One of the consequences of the second law of thermodynamics is that a certain amount of energy is necessary to represent information. To record a single bit by changing the state of a system requires an amount of energy no less than $kT$, where $T$ is the absolute temperature of the system and $k$ is the Boltzman constant. (Stick with me; the physics lesson is almost over.)

Given that $k =1.38 \cdot 10^{-16} \mathrm{erg}/{^\circ}\mathrm{Kelvin}$, and that the ambient temperature of the universe is $3.2{^\circ}\mathrm K$, an ideal computer running at $3.2{^\circ}\mathrm K$ would consume $4.4 \cdot 10^{-16}$ ergs every time it set or cleared a bit. To run a computer any colder than the cosmic background radiation would require extra energy to run a heat pump.

Now, the annual energy output of our sun is about $1.21 \cdot 10^{41}$ ergs. This is enough to power about $2.7 \cdot 10^{56}$ single bit changes on our ideal computer; enough state changes to put a 187-bit counter through all its values. If we built a Dyson sphere around the sun and captured all of its energy for 32 years, without any loss, we could power a computer to count up to $2^{192}$. Of course, it wouldn’t have the energy left over to perform any useful calculations with this counter.

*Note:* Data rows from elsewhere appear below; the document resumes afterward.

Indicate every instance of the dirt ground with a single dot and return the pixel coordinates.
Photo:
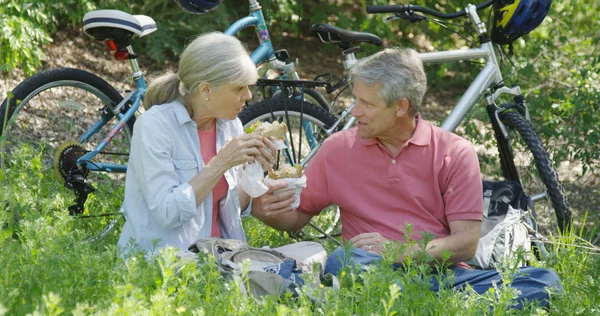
(74, 49)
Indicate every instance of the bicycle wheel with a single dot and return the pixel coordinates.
(537, 175)
(45, 117)
(312, 96)
(319, 121)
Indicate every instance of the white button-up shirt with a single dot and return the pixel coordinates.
(159, 204)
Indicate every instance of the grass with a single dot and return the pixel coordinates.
(47, 269)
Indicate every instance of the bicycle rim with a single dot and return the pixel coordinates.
(49, 120)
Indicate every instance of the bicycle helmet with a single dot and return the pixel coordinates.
(198, 6)
(515, 18)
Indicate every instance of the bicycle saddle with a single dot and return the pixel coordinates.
(343, 38)
(116, 25)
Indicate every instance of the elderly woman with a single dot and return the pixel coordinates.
(181, 181)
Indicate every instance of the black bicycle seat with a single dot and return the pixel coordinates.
(343, 38)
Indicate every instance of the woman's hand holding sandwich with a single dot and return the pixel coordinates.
(268, 154)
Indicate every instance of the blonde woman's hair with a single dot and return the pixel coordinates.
(214, 58)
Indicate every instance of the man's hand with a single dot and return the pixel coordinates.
(272, 204)
(371, 242)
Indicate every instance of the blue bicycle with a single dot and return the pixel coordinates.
(79, 127)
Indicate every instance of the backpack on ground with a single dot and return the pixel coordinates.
(506, 227)
(269, 272)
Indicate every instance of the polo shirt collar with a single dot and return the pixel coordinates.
(420, 136)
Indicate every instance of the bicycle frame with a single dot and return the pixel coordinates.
(264, 52)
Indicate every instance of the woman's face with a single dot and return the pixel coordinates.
(227, 100)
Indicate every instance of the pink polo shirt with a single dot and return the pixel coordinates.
(433, 180)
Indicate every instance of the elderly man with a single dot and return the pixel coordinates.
(395, 169)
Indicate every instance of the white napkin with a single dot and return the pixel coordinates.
(295, 184)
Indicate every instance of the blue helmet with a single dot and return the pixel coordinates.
(198, 6)
(515, 18)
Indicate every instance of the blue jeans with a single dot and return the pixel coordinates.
(531, 282)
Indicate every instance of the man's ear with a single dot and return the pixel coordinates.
(401, 107)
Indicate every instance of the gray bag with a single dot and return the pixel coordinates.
(504, 228)
(269, 272)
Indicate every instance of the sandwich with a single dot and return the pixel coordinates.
(266, 129)
(286, 171)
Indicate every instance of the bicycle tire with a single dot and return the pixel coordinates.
(549, 177)
(322, 120)
(65, 98)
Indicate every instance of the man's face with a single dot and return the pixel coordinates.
(375, 118)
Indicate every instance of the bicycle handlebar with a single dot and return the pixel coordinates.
(415, 8)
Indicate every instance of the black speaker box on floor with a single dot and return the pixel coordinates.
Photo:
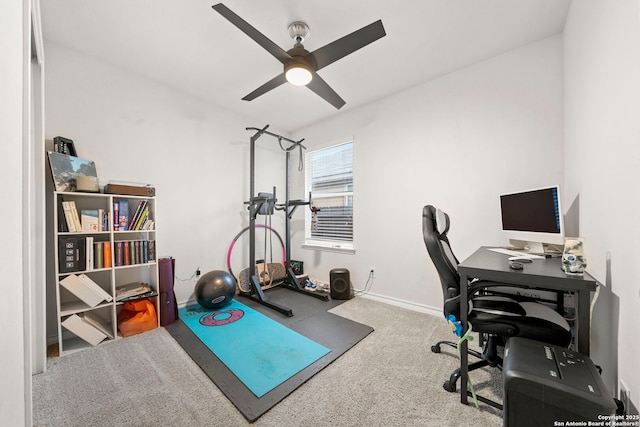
(340, 284)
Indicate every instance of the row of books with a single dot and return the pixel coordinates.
(94, 220)
(133, 290)
(126, 219)
(85, 254)
(130, 252)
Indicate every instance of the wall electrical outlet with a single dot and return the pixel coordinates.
(625, 395)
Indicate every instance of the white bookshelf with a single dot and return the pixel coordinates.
(116, 271)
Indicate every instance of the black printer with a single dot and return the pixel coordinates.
(546, 385)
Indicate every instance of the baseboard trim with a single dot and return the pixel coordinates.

But that’s just one star, and a measly one at that. A typical supernova releases something like $10^{51}$ ergs. (About a hundred times as much energy would be released in the form of neutrinos, but let them go for now.) If all of this energy could be channeled into a single orgy of computation, a 219-bit counter could be cycled through all of its states.

These numbers have nothing to do with the technology of the devices; they are the maximums that thermodynamics will allow. And they strongly imply that brute-force attacks against 256-bit keys will be infeasible until computers are built from something other than matter and occupy something other than space.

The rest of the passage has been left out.